The plenary session elected Kim Jong Il, Kim Yong-nam, Choe Yong-rim, Jo Myong-rok, Kim Yong-chun, Jon Pyong-ho, Kim Kuk-thae, Kim Ki-nam, Choe Thae-bok, Yang Hyong-sop, Kang Sok-ju, Pyon Yong-rip, Ri Yong-mu, Ju Sang-song, Hong Sok-hyong, Kim Kyong-hui as members of the Politburo of the Central Committee of the Korean Workers' Party. 15 alternate members of the Politburo of the Central Committee of the Workers' Party of Korea, including Kim Yang-gon, Kim Yong-il, and Jang Song-thaek, were elected.

The plenary session elected Kim Ki-nam, Choe Thae-bok, Choe Ryong-hae, Mun Kyong-dok, Pak To-chun, Kim Yong-il, Kim Yang-gon, Kim Phyong-hae, Thae Jong-su, and Hong Sok-hyong as secretaries of the Central Committee of the WPK.

The plenary session elected Kim Jong Il as the chairman of the Central Military Commission of the Workers' Party of Korea, Kim Jong Un and Ri Yong-ho as vice chairmen, and also elected 16 members of the Central Military Committee of the Workers' Party of Korea, including Kim Yong-chun, Kim Jong-gak, Kim Myong-guk, and Jang Song-thaek.
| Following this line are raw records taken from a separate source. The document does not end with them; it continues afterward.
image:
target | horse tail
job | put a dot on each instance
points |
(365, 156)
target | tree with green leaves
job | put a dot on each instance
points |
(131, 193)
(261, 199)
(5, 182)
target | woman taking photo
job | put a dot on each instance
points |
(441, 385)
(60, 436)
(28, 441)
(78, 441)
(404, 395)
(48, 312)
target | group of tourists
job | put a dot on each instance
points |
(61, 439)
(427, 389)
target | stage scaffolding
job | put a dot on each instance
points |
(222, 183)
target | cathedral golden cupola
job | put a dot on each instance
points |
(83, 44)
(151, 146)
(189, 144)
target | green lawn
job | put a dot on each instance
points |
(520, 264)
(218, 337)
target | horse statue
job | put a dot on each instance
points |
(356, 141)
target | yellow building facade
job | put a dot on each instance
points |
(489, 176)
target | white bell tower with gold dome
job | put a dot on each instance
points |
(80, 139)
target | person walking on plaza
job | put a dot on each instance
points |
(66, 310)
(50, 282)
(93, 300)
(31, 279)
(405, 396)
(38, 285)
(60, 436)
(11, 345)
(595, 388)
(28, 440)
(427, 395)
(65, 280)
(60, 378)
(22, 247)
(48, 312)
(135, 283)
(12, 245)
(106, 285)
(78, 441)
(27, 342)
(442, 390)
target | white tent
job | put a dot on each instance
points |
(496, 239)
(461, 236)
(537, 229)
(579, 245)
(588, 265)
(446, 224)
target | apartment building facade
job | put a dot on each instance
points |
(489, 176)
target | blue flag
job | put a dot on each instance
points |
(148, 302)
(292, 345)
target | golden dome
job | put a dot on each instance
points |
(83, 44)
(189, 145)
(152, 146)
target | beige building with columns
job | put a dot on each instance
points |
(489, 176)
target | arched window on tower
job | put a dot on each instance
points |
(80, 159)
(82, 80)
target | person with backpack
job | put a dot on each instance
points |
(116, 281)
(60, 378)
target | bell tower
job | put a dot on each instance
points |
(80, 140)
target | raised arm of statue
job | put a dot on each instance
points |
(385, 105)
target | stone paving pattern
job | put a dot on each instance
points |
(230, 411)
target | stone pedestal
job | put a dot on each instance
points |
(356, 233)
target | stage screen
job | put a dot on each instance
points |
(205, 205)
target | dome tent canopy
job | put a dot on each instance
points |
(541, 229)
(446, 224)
The plenary appointed Kim Ki-nam, Jang Song-thaek, Kim Yong-il, Kim Phyong-hae, Ri Yong-su, Ju Kyu-chang, Hong Sok-hyong, Kim Kyong-hui, Kim Phyong-hae, Choe Hi-jong, O Il-jong, Kim Yang-gon, Kim Jong-im, Chae Hi-jong, and Thae Jong-su as the Central Ministers of the WPK, Kim Ki-ryong was appointed as the chief editor of the Rodong Sinmun.

The plenary session elected Kim Guk-thae as the chairman of the Central Auditing Committee of the Workers' Party of Korea, Jong Myong-hak as the first vice chairman, Ri Dung-nam as the vice chairman, Cha Gwan-sok, Bak Tong-man, Cha Sun-gil, and Kim Yong-song as members.